We’re having some trouble with installing the latest Nvidia drivers plus CUDA Toolkit 10.1 for Tensorflow in AWS EC2 service. We followed NVIDIA* Drivers guide but replaced native kernel/dkms with AWS variants and we also removed
no-nvidia-modprobe parameter for CUDA support (it also fails with the same error when the parameter is specified).
sh NVIDIA-Linux-x86_64-418.87.01.run \ --utility-prefix=/opt/nvidia \ --opengl-prefix=/opt/nvidia \ --compat32-prefix=/opt/nvidia \ --compat32-libdir=lib32 \ --x-prefix=/opt/nvidia \ --x-module-path=/opt/nvidia/lib64/xorg/modules \ --x-library-path=/opt/nvidia/lib64 \ --x-sysconfig-path=/etc/X11/xorg.conf.d \ --documentation-prefix=/opt/nvidia \ --application-profile-path=/etc/nvidia \ --no-precompiled-interface \ --no-distro-scripts \ --force-libglx-indirect \ --glvnd-egl-config-path=/etc/glvnd/egl_vendor.d \ --egl-external-platform-config-path=/etc/egl/egl_external_platform.d \ --dkms \ --silent
NVIDIA driver v418.87.01 was acquired from NVIDIA Driver Downloads for our system’s GPU (Tesla M60):
Product Type: Tesla Product Series: M-Class Product: M60 Operating System: Linux 64-bit CUDA toolkit: 10.1 Language: English (US)

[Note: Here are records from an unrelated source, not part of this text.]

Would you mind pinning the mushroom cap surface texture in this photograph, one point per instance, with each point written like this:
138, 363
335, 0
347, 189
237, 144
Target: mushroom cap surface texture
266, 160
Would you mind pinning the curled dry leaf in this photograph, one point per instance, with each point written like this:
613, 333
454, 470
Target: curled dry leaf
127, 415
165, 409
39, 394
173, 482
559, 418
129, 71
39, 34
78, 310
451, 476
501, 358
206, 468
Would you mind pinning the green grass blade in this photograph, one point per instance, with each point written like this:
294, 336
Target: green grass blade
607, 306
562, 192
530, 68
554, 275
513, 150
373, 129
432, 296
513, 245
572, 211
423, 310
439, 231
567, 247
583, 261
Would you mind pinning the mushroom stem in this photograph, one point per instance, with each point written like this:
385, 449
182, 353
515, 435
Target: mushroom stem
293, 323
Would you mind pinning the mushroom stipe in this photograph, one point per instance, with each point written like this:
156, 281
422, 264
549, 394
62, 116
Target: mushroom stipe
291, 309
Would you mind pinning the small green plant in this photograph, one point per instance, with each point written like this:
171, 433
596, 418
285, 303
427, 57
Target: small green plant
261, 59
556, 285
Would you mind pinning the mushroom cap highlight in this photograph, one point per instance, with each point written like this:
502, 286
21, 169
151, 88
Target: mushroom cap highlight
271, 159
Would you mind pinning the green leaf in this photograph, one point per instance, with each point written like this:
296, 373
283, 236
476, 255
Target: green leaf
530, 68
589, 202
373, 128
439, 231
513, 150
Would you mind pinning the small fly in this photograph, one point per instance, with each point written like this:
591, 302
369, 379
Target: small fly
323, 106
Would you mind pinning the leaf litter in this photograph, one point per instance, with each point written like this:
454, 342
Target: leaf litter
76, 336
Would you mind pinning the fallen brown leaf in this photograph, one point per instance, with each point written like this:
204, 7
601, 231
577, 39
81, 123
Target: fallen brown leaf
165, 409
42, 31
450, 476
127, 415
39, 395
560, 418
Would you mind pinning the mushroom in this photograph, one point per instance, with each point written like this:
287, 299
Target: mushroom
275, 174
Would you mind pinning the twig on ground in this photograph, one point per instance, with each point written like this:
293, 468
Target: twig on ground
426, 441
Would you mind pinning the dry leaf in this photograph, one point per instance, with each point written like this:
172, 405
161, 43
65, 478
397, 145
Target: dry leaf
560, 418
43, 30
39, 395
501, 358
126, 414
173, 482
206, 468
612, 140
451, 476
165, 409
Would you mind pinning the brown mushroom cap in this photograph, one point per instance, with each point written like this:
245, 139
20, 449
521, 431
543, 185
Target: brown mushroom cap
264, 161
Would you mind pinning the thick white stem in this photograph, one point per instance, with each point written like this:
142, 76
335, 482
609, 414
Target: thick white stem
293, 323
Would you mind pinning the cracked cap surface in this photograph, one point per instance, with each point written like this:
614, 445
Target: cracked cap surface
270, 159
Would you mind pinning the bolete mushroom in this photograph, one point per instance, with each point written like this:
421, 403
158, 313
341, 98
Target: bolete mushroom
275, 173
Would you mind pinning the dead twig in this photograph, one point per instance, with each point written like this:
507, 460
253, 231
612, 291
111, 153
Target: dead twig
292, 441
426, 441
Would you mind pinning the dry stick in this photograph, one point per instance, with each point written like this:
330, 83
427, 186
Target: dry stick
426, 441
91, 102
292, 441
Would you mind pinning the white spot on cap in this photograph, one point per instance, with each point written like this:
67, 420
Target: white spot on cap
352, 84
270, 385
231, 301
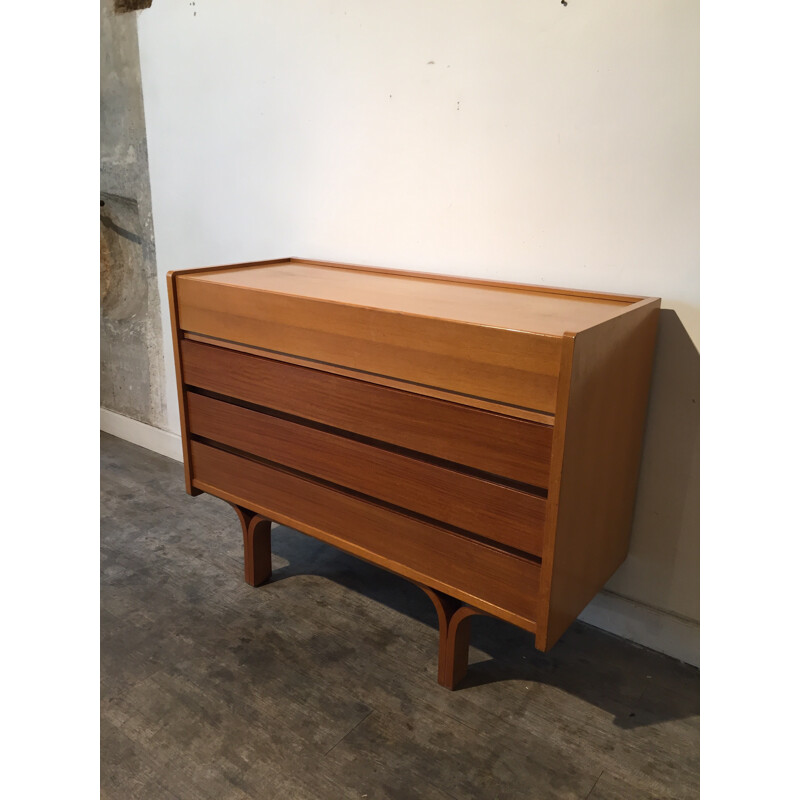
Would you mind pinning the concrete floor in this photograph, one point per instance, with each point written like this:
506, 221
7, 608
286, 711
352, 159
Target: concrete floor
322, 684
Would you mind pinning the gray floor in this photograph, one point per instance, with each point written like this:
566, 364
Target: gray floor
322, 684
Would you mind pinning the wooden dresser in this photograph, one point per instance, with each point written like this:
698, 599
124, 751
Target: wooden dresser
481, 439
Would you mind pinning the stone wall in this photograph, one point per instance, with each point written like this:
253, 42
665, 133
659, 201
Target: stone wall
131, 351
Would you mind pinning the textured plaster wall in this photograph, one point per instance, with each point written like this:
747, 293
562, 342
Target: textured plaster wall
131, 349
519, 140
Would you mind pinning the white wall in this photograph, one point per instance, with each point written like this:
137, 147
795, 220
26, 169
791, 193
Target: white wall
519, 140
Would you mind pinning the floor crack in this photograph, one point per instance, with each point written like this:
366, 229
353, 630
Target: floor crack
594, 784
337, 743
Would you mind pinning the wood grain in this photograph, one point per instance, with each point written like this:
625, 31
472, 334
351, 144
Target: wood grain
500, 364
596, 454
481, 575
512, 448
506, 515
256, 537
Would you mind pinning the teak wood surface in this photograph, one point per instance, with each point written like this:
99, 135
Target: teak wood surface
500, 445
479, 438
514, 517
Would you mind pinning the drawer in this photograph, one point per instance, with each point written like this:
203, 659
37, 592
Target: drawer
505, 514
423, 551
486, 362
508, 447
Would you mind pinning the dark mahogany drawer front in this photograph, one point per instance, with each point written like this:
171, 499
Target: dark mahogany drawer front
428, 553
512, 448
501, 513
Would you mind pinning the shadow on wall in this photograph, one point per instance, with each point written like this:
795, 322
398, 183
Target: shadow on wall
663, 565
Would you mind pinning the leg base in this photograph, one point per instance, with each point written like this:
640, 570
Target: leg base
454, 630
257, 546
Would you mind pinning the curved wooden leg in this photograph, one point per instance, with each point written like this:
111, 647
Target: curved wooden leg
454, 632
257, 546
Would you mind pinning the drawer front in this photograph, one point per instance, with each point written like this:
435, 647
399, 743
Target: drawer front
484, 362
411, 547
514, 449
490, 509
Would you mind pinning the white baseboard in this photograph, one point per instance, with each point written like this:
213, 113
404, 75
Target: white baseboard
659, 630
669, 634
159, 441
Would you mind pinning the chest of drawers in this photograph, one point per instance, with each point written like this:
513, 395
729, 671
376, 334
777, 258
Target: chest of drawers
481, 439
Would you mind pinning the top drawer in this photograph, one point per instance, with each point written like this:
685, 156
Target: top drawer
477, 362
511, 448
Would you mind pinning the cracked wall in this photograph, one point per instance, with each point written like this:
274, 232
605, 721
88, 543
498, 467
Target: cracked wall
131, 349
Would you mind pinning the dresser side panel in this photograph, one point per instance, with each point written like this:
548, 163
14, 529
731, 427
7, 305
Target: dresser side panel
597, 446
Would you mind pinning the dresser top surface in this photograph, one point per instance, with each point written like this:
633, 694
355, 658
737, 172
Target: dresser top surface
520, 307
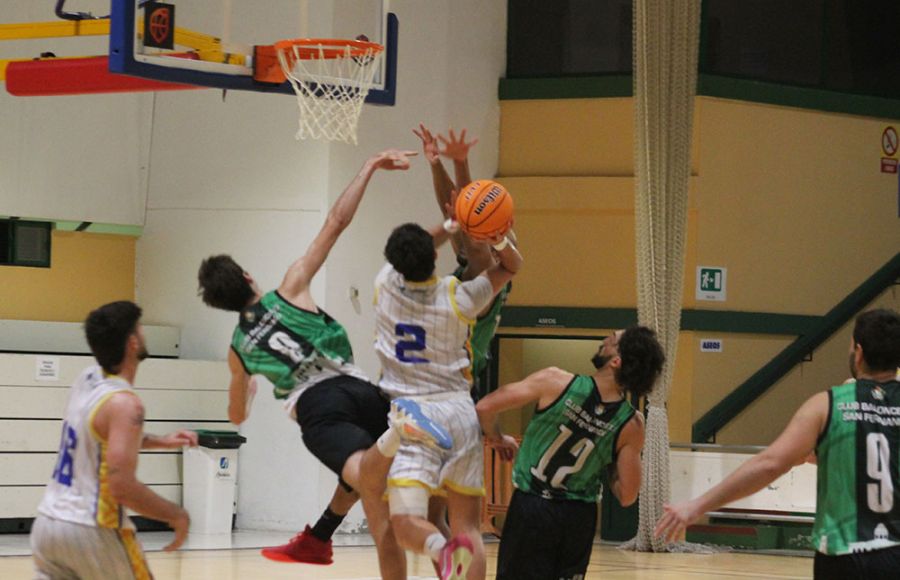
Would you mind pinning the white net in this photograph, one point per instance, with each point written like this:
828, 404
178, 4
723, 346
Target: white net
666, 40
331, 85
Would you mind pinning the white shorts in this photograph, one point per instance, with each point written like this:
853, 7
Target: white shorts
64, 550
460, 469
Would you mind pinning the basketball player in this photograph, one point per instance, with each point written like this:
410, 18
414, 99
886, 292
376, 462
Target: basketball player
81, 530
582, 425
284, 336
422, 329
479, 258
473, 258
854, 430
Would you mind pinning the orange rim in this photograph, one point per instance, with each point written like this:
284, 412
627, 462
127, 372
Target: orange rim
314, 48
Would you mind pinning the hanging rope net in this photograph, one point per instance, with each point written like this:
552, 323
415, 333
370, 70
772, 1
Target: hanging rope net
666, 40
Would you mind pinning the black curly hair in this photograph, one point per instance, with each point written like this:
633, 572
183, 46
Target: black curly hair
878, 333
410, 250
223, 285
107, 330
642, 360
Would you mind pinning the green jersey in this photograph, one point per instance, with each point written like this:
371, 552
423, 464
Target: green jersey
485, 328
292, 347
858, 486
567, 445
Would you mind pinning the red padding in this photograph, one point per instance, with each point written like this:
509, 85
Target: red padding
77, 76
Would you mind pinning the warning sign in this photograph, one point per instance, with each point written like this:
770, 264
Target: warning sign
889, 141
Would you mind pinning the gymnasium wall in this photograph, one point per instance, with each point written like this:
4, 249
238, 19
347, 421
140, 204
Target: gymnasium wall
86, 270
80, 158
229, 177
205, 172
790, 201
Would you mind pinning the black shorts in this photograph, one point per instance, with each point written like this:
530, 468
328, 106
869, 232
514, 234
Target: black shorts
874, 565
340, 416
546, 539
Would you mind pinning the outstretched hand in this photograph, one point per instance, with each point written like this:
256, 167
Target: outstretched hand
394, 159
450, 207
455, 147
506, 447
675, 520
429, 144
178, 439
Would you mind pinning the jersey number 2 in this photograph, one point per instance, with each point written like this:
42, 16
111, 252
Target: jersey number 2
406, 349
65, 464
879, 495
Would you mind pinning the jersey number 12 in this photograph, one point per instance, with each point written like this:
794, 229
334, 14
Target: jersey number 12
580, 450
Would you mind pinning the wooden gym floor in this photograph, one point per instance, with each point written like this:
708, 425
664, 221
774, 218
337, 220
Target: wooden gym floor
359, 563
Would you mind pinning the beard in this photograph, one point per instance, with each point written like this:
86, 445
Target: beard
599, 361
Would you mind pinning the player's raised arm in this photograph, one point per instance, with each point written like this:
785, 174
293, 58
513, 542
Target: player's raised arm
457, 149
241, 390
301, 272
625, 477
542, 386
120, 423
791, 448
508, 265
443, 185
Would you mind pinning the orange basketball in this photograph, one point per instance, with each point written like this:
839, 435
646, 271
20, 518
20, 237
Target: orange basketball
484, 209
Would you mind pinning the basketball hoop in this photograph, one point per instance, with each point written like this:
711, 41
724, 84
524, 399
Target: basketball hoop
331, 78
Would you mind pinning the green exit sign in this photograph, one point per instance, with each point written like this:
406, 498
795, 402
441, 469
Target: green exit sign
711, 283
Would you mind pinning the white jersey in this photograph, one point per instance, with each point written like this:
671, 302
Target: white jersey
78, 491
422, 332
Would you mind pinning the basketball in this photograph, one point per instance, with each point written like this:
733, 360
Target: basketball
484, 209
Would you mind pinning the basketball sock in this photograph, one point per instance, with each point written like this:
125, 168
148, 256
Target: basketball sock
434, 544
327, 524
389, 443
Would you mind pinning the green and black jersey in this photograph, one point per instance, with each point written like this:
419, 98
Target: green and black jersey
568, 444
292, 347
485, 328
858, 501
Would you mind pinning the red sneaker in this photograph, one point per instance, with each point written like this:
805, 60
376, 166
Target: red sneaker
456, 556
304, 548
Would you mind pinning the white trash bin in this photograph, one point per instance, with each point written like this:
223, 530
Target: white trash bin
210, 476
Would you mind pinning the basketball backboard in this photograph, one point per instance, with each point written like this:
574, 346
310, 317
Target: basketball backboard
221, 34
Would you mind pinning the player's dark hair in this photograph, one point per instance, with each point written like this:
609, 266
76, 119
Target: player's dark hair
223, 285
878, 333
642, 360
107, 330
410, 250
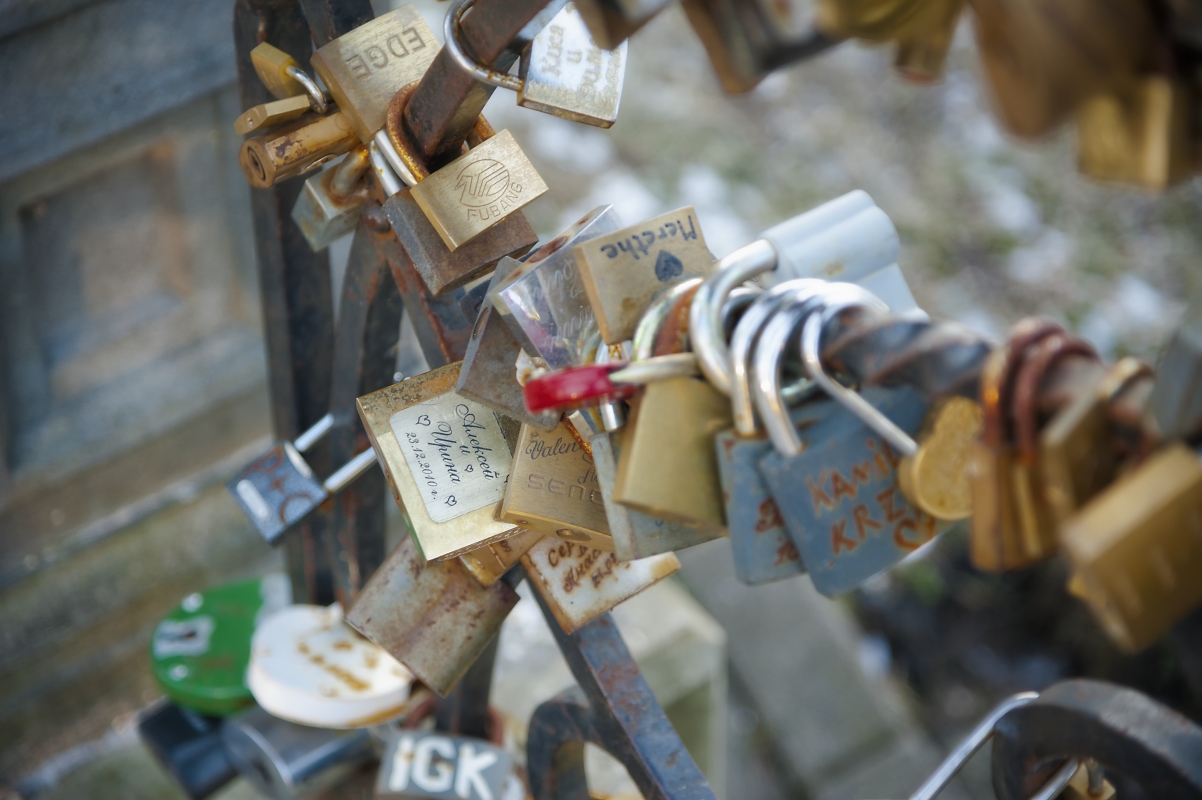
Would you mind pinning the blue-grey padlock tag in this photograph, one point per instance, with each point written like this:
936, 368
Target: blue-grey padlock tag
418, 764
277, 490
760, 543
840, 499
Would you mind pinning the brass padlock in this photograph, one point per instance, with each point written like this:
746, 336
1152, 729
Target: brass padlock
1137, 548
370, 64
1138, 133
296, 148
553, 489
446, 459
624, 270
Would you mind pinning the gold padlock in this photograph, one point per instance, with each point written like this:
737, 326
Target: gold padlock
1137, 548
364, 67
1138, 133
935, 479
553, 489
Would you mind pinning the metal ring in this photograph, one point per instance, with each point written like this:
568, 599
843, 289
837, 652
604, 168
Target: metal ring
454, 47
706, 330
811, 336
316, 96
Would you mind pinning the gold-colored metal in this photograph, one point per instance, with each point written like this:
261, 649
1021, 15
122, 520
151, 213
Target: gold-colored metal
492, 561
581, 583
273, 113
367, 66
477, 190
936, 477
1137, 548
446, 459
623, 270
1137, 136
272, 66
295, 148
553, 489
668, 467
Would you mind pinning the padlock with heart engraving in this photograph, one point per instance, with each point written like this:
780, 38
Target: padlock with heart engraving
433, 765
561, 71
446, 459
433, 616
838, 491
278, 489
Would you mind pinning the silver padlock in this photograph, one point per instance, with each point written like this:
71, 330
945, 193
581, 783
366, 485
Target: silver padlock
278, 489
284, 760
563, 72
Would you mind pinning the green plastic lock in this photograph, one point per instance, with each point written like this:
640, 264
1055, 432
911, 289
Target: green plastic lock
200, 651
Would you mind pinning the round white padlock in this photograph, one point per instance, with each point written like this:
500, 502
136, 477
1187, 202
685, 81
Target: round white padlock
309, 667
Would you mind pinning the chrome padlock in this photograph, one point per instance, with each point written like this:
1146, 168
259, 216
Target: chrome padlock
278, 489
838, 493
563, 72
434, 618
331, 202
488, 372
284, 760
189, 747
435, 766
545, 302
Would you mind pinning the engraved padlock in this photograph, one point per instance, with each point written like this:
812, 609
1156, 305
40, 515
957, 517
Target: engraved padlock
561, 72
446, 459
279, 489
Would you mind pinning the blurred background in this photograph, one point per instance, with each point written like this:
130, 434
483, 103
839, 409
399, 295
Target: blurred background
132, 372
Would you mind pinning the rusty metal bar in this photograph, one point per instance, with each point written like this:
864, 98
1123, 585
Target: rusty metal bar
613, 709
445, 106
368, 324
296, 297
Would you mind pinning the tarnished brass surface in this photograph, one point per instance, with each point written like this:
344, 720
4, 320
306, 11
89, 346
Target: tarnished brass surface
367, 66
623, 270
457, 535
478, 190
295, 148
553, 489
271, 64
273, 113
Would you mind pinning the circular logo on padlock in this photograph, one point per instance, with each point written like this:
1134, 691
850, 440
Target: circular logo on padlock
482, 183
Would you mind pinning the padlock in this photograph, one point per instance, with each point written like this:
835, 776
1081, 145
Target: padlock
278, 489
189, 747
846, 239
545, 302
284, 760
296, 148
364, 67
1138, 133
553, 489
1137, 548
489, 562
1078, 451
1042, 58
446, 459
331, 203
624, 270
200, 651
995, 541
307, 666
837, 490
488, 374
436, 766
478, 190
434, 618
581, 583
561, 72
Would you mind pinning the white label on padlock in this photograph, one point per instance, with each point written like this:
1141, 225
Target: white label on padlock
456, 452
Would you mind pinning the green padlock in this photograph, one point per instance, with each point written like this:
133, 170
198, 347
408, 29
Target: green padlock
200, 651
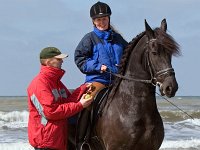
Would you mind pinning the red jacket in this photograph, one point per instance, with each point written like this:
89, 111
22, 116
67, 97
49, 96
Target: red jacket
50, 104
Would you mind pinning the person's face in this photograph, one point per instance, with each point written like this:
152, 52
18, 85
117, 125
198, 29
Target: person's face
101, 23
55, 62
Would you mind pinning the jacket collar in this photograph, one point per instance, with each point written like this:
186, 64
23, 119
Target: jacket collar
52, 72
103, 34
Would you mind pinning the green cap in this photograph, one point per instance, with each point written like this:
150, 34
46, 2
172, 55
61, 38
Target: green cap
50, 52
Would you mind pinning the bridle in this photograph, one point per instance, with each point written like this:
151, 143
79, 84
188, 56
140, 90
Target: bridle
153, 80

We also tried different combinations of driver versions such as 440.26 / 435.21, different parameters by removing dkms/nvidia-modprobe/using installer flags from Github issue #464 to no avail.
Furthermore this issue originates from AWS DKMS bundle for supporting Nvidia drivers and CUDA in Tensorflow but it got closed since the requested bundle got added.
It seems like it’s not functioning correctly or something critical for a AWS system is missing (such as libGLdispatch.so.0). We tried this on a local computer that’s outside of AWS and it works. What could be missing here?
We highly appreciate any help with this issue.